In your own language
The events of the past few weeks in the United States underscore the fact that it is transitioning from a polarized society to a confrontational one.
The first confrontation is between truth and mendacity.
The Republican National Convention was marked by a plethora of lies and fiction. One after another, speakers, mostly relatives and sycophants, praised Donald Trump in a manner more reminiscent of North Korea than the United States.
Trump himself again lied continuously throughout his acceptance speech as did his colleagues throughout the Convention. He had two objectives: first, to cast himself as the “saviour” of the United States despite his complete mismanagement of the COVID 19 pandemic, the economic chaos that it has created in addition to 180,000 deaths to date and current levels of racial violence; second, to define his Democrat opponent Joe Biden through outright fabrications to both his core followers as well as to undecided American voters.
The fact checkers had a field day, but outright falsehoods seem to have no effect on his base. Indeed, his popularity among his followers continues apace regardless of whatever egregious behaviour he demonstrates or what lies he tells.
The media, as always, spent most of its time focusing on Trump and his lies and, in a backhanded way, amplifying his message at Biden’s expense.
Like in 2016, this again is providing Trump with tens of millions of dollars’ worth of free publicity as media chase ratings and notoriety rather than report responsibly and in a balanced way.
Indeed, the media continues to play Trump’s game. The liberal media criticizes Trump for his constant attacks against them, yet they do not realize that they are not only enabling him at every turn, but also legitimizing his lies by constantly airing them. As Nazi propaganda chief Josef Goebbels often remarked, repeat a lie constantly and eventually it becomes a truth. And the media gladly provides Trump with such a bullhorn, all for free.
The second confrontation is between extremists on both sides of the political spectrum.
The killing of an unarmed black man, George Floyd, unleashed protests across the United States. Trump and his followers have cast these protests as being a violent attempt by black groups and Biden supporters to destroy public property in an attempt to sow fear among white voters, especially women living in the suburbs whose votes he needs to win in November.
The recent shooting of Jacob Blake in Kenosha, Wisconsin, by a white policeman led to further rioting as crowds protested once again against the unchecked brutality by white police officers against black victims.
Two days later, a 17-year-old white supremacist Trump supporter crossed state lines to Kenosha and killed two people and wounded one.

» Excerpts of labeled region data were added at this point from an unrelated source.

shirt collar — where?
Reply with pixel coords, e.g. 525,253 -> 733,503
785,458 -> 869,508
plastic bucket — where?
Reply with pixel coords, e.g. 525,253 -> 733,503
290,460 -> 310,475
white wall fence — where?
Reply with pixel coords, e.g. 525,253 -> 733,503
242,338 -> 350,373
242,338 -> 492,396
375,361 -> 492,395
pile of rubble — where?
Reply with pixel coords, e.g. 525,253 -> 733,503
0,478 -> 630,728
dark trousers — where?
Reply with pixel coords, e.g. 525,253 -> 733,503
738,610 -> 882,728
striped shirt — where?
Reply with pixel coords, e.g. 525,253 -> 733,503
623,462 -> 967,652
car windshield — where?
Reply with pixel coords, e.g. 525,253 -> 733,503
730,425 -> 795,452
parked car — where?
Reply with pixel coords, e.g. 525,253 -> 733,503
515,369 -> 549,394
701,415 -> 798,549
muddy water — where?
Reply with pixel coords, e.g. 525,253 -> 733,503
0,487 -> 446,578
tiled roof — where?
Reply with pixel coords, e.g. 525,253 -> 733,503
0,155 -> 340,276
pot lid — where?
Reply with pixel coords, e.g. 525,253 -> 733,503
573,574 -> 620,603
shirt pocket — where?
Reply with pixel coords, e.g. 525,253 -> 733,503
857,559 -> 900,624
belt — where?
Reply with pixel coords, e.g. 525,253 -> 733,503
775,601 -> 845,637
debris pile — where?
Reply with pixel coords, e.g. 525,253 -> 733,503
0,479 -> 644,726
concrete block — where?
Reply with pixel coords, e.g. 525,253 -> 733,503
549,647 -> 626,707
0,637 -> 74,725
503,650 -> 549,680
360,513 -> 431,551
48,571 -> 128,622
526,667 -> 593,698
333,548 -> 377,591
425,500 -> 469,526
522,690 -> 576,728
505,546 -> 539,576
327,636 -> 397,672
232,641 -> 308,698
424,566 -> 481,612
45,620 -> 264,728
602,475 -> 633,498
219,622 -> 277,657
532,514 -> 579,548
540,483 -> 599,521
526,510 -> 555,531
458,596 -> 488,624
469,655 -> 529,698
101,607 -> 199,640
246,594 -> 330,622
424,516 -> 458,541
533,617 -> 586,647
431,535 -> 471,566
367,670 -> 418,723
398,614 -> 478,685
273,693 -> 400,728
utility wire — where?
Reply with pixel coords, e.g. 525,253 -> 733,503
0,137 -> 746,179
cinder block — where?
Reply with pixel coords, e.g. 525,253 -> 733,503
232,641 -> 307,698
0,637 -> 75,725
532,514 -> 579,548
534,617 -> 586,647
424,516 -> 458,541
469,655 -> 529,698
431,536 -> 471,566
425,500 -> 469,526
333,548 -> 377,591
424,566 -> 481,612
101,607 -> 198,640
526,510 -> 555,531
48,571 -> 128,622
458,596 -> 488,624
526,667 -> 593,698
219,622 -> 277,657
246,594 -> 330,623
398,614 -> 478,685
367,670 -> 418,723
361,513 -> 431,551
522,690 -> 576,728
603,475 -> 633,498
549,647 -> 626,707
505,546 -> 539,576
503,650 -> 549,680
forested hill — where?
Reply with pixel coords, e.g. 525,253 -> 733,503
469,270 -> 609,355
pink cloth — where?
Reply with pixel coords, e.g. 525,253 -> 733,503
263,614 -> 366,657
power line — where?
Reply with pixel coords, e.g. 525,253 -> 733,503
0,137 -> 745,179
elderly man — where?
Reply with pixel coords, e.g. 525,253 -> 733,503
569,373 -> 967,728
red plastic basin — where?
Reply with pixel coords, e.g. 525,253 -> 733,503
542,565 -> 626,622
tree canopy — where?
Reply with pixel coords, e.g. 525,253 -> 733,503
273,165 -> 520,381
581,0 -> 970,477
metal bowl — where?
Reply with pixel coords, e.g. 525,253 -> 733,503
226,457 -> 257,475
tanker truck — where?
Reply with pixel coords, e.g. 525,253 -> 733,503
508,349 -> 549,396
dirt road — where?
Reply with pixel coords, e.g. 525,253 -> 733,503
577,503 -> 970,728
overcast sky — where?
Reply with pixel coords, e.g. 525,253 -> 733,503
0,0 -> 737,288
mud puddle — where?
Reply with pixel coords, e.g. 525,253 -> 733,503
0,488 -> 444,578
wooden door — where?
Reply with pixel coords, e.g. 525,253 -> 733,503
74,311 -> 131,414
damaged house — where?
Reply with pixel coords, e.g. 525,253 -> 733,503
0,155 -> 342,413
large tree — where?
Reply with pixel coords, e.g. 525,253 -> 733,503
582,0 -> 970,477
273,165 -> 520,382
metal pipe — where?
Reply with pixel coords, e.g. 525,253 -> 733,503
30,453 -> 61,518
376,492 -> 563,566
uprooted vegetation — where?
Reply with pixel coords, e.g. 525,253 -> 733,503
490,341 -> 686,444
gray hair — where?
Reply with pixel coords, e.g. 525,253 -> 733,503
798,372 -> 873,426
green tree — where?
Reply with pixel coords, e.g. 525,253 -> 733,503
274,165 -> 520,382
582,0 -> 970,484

Police ignored him as he walked away holding his rifle prominently and actually stopping to speak with police on the scene. Indeed, the FBI has identified white supremacist hate groups as a major threat to U.S. security, and these groups reportedly have infiltrated many police and public security organizations.
The shooter is now claiming self-defence and has begun to rally support from Trump supporters, including FOX News.
Throughout, Trump has refused to mention attacks by police on black victims, preferring to focus on “law and order” and paint Biden and Democrats as responsible for the violence.
The irony is that all of these violent confrontations have taken place during Trump’s presidency. Trump’s violent tweets and messages, as well as his decision to ignore white supremacists’ violence, have led directly to this new reality.
Unfortunately, this irony is lost among Trump’s supporters and some in the media.